Saen’s face didn’t soften. "Don’t apologize. You served her, not me."

She took a few steps forward, and the mirrors hummed faintly. The light bent around her like water bending around a stone.

"They didn’t ask me if I wanted to come back," she said. "But now that I am... I see the path clearly."

"You’ll take her place," Elune whispered.

Saen’s eyes gleamed. "She’ll rest here. Dreamless. Just as I did."

Elune’s mouth parted, but no words came.

"And once I walk free, I’ll sign the pact with Luc myself."

"No... if you sign, the Mistress will be bound to Zhen. She won’t allow herself to be shackled to their bloodline - not even for you."

"We will see about that, Elune."

Saen circled Elune slowly, her bare feet soundless on the mirror-glass floor. She paused by one of the panes, tilting her head toward it.
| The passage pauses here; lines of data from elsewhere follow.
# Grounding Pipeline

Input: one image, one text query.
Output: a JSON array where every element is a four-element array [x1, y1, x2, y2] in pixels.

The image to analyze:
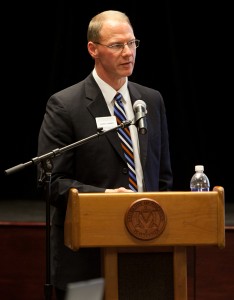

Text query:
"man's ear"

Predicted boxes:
[[87, 42, 98, 59]]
"They’ve made it easy," she murmured. "Lin was already unmoored. A name here, a photo there, a memory no one else claimed..."

Her fingers grazed the mirror’s surface - the reflection rippled.

"They’ve been feeding her pieces of me," Saen said, turning back to Elune. "Soon she’ll walk and speak like me. Dream like me."

"You’re allowing this?"

Saen shrugged. "Can’t I have a little dream of my own, for a change?"

"I’m sure the Mistress-"

"Poor Elune, she still has your heart," Saen’s tone was ambiguous. Elune couldn’t tell if Saen was mocking her or feeling sympathetic. Either way, this was the painful truth that Elune had to live with for the eternity.

Saen rose to her feet, barefoot on the mirrored floor that didn’t ripple beneath her. She seemed taller now. Older. A specter pulled from time’s pocket.

"But you’ll try to stop them," she said.

"I have to."

Saen laughed softly — not cruel, not kind. Just amused.

"Then hurry," she said, the tone laced with mockery. "Your Luc always did like impossible causes."

She began to fade, not physically, but in presence — like a dream dissolving as the mind wakes.

"Try all you want, angel. But you’re not the one being dreamed."

Elune looked into the mirrors.

The angel thought she caught a glimpse of Lin for a moment.